Stocks could be ‘protected’ from Trump’s sharp declines: BofA


US stocks have looked sluggish at times in recent weeks due to rising rates and debate over whether the Federal Reserve will cut interest rates in 2025 sent the S&P 500 (^GSPC) to their lowest levels since the election.

But a better-than-expected inflation reading on Wednesday helped U.S. markets improve, and Bank of America chief investment strategist Michael Hartnett believes President-elect Donald Trump will be more “protective” of the down on the S&P 500 in the coming months.

During his first term as president, Trump saw the stock market this way a barometer of the success of his own administration. Expectations among many investors are that Trump will remain sensitive to a pullback in U.S. stocks during his next term.

And while the tariffs are a concern for investors and corporations, other Trump policies may be positive for the stock market.

Deregulation has been seen as a benefit to the banks and could encourage more deals after a difficult few years. one more crypto-friendly administration has boosted this pocket of the market, and lower corporate tax rates could help corporate profits across industries. Trump’s”America First” mantra also has increased optimism among small businesses and could also be seen as a headwind for small-cap companies.

Hartnett cautioned, however, that other factors such as the high valuation and market concentration seen in the index: with just 10 stocks accounting for nearly 40% of the index — probably also put an upside cap on the S&P 500.

And there remains a question of whether concentrations in certain “Trump operations,” such as small caps, energy stocks and financials, will continue after the post-election takeoff. only to recoup most of their earnings leading up to the inauguration.

Hartnett added that if Trump 2.0 and a rate cut can’t send the small-cap Russell 2000 (^RUTH) sustainably above the 2021 peak, asset allocators are likely to reduce their overweight in stocks.

Broadly speaking, strategists agree that Trump’s policies could still be a headwind for the US stock market but don’t think these gains will come in a straight line.

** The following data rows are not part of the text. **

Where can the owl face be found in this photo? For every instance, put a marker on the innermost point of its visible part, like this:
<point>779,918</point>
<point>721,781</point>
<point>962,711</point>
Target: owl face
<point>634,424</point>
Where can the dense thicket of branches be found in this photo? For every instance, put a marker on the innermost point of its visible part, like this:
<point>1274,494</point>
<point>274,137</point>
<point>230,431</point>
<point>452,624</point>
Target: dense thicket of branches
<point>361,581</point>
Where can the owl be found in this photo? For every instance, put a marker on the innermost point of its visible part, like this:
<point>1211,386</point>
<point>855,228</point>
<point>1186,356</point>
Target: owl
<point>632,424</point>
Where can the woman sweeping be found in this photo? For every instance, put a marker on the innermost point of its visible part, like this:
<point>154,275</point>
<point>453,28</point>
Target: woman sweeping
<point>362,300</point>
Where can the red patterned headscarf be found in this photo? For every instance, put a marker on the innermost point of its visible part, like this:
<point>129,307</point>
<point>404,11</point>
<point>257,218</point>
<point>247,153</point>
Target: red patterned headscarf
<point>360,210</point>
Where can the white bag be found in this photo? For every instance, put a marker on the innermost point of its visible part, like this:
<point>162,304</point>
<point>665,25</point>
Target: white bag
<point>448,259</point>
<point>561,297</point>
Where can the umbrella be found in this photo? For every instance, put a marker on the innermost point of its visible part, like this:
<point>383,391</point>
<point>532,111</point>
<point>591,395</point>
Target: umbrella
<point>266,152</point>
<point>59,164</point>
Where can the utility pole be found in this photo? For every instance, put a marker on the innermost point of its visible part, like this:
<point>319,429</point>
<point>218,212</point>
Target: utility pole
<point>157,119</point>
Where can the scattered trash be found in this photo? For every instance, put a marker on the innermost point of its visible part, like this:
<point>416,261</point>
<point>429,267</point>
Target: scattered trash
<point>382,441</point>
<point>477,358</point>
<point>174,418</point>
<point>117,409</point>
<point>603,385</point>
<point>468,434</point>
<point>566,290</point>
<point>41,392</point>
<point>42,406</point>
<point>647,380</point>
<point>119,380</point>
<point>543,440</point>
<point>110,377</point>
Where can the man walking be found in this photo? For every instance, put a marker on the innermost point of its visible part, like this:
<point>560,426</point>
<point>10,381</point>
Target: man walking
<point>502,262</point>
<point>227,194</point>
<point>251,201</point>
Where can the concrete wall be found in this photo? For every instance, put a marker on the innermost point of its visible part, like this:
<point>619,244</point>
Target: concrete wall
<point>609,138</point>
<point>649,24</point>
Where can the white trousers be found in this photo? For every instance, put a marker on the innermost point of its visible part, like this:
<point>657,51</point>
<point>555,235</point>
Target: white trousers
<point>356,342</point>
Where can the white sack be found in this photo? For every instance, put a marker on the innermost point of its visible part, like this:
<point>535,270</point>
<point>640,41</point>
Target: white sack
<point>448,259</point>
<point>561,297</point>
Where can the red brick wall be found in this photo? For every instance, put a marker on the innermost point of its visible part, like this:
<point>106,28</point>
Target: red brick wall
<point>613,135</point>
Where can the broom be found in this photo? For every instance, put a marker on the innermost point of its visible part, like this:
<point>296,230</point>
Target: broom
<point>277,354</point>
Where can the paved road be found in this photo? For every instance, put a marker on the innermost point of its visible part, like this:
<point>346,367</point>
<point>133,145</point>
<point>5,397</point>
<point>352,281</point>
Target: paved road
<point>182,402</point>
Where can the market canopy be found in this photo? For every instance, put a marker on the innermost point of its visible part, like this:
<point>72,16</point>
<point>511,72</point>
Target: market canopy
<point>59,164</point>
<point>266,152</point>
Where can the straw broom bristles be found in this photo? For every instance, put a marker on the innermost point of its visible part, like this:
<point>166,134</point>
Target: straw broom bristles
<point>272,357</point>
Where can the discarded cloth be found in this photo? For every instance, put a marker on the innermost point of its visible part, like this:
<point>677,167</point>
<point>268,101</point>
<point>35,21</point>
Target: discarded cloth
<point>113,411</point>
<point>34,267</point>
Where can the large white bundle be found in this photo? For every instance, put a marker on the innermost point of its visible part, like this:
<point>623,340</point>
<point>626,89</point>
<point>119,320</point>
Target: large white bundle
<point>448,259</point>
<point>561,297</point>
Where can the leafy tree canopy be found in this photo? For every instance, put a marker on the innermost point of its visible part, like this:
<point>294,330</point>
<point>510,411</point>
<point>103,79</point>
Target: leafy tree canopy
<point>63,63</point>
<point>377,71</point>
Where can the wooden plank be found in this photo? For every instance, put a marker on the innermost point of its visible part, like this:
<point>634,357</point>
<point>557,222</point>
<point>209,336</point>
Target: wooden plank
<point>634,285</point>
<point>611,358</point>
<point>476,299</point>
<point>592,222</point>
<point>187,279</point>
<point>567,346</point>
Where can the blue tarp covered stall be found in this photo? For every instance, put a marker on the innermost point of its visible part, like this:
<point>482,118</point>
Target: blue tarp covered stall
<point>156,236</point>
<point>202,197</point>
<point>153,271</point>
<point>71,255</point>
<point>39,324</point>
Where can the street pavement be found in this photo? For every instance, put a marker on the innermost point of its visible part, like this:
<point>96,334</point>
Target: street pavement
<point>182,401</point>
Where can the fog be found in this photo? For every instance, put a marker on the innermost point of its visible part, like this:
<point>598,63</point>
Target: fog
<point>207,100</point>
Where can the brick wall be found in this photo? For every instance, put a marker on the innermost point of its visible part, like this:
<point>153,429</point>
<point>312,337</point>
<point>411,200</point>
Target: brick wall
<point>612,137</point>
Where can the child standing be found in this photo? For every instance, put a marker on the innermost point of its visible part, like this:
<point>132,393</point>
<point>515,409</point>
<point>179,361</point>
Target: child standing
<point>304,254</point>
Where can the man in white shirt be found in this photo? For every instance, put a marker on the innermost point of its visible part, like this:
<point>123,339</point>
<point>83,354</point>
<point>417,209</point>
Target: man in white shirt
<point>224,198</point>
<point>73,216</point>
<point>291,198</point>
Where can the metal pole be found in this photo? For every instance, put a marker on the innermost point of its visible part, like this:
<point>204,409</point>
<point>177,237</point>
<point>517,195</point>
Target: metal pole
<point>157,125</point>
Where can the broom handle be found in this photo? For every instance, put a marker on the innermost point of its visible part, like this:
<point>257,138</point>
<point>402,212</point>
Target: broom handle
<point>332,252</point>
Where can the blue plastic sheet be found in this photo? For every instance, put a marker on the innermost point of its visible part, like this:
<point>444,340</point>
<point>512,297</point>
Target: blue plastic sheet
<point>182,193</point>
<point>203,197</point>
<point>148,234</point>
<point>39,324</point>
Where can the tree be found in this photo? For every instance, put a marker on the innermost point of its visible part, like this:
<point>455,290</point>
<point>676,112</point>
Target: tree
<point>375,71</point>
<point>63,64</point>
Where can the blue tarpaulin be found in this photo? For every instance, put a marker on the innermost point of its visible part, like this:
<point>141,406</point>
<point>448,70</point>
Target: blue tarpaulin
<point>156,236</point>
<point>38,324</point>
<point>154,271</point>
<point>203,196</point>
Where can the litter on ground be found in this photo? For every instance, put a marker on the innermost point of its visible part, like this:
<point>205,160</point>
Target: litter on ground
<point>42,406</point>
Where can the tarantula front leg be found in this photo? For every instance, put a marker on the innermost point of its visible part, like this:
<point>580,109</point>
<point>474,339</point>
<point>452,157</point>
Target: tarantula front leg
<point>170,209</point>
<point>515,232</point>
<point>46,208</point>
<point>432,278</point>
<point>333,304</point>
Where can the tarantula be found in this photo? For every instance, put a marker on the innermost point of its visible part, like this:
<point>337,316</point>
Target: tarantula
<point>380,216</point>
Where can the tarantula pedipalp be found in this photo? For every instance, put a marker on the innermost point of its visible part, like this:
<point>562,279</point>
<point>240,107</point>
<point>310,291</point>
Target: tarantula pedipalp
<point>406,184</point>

“January’s volatility ahead of Trump’s inauguration on 01/20 reinforces the core view of a more volatile year,” Julian Emanuel, who heads the quantitative strategy team, wrote late Thursday. and shares of Evercore ISI in a note to clients.

Emanuel, who sees the S&P 500 ending 2025 at 6,800, or about 13% higher than current levels, still argues that the Trump administration will lead to a continued shift between “risk-on” sentiment and “risk-off” among investors.